REPUBLIKA.CO.ID, JAKARTA -- Peneliti Center of Food, Energy, and Sustainable Development Indef, Dhenny Yuartha Junita menilai, wajar bila petani gula meminta pemerintah untuk menaikkan harga pada musim giling tahun 2020. Dhenny menilai, menaikkan harga gula dengan wajar bisa menjadi solusi jangka pendek untuk mengatasi masalah yang dihadapi oleh petani gula di Indonesia.
"Wajar petani mendesak kenaikan harga gula, karena di hilir saja harganya sampai Rp 18 ribu, kalau harga acuan di petani tidak ikut disesuaikan, berarti ada keuntungan yang tidak bisa dinikmati petani," kata Dhenny kepada Republika.co.id, Ahad (26/4).
Acuan harga pembelian pemerintah (HPP) untuk gula di tingkat petani sebesar Rp 9.100 per kilogram (kg) sedangkan harga eceran tertinggi (HET) di tingkat konsumen sebesar Rp 12.500 per kg.
Adapun kalangan asosiasi petani meminta agar HPP gula dinaikkan menjadi Rp 14.000 per kg dan HET gula menjadi Rp 16.000 per kg. Bukan tanpa sebab, kenaikan itu diusulkan lantaran adanya kenaikan harga produksi gula serta berbagai kenaikan harga komoditas akibat Covid-19.
Dhenny mengatakan, berdasarkan data historis 2018-2019, rata-rata tren harga gula di tingkat konsumen berada di kisaran Rp 13.000 - Rp 14.000 atau melebihi HET. Tahun ini, kenaikan secara konsisten mulai terjadi sejak Februari 2020.
Ia menilai, terdapat perilaku panic buying dari masyarakat sehingga membuat lonjakan harga yang tak bisa dikendalikan. Di satu sisi, periodisasi impor gula yang kurang tepat sehingga memberikan dampak yang cukup fatal bagi masyarakat.

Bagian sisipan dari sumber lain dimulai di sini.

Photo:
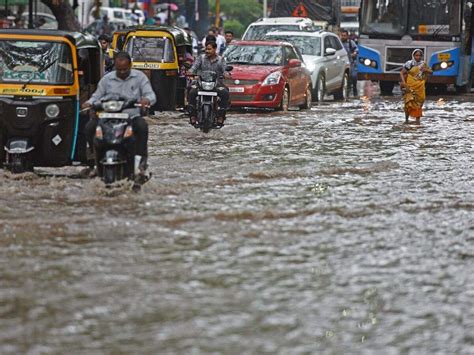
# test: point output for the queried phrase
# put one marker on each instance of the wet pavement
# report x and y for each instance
(336, 230)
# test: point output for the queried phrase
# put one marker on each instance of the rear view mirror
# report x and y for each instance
(294, 63)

Karena itu, Dhenny menilai mengevaluasi harga gula sesuai kondisi riil bisa menjadi solusi jangka pendek menyikapi situasi darurat saat ini. Namun, untuk jangka panjang perlu identifikasi masalah secara khusus.
"Oke kalau harga dinaikkan, tapi ketika nantinya kasus seperti ini terulang, berati ada masalah di ongkos produksinya. Fokusnya harus pada restrukturisasi biaya produksi gula di Indonesia," kata Dhenny.
Di sisi lain, tidak menutup kemungkinan jika kenaikan harga gula terus terjadi, ada kemungkinan disengaja oleh spekulan agar pemerintah terus membuka keran impor. Situasi itu, tentunya merugikan para petani gula di Indonesia.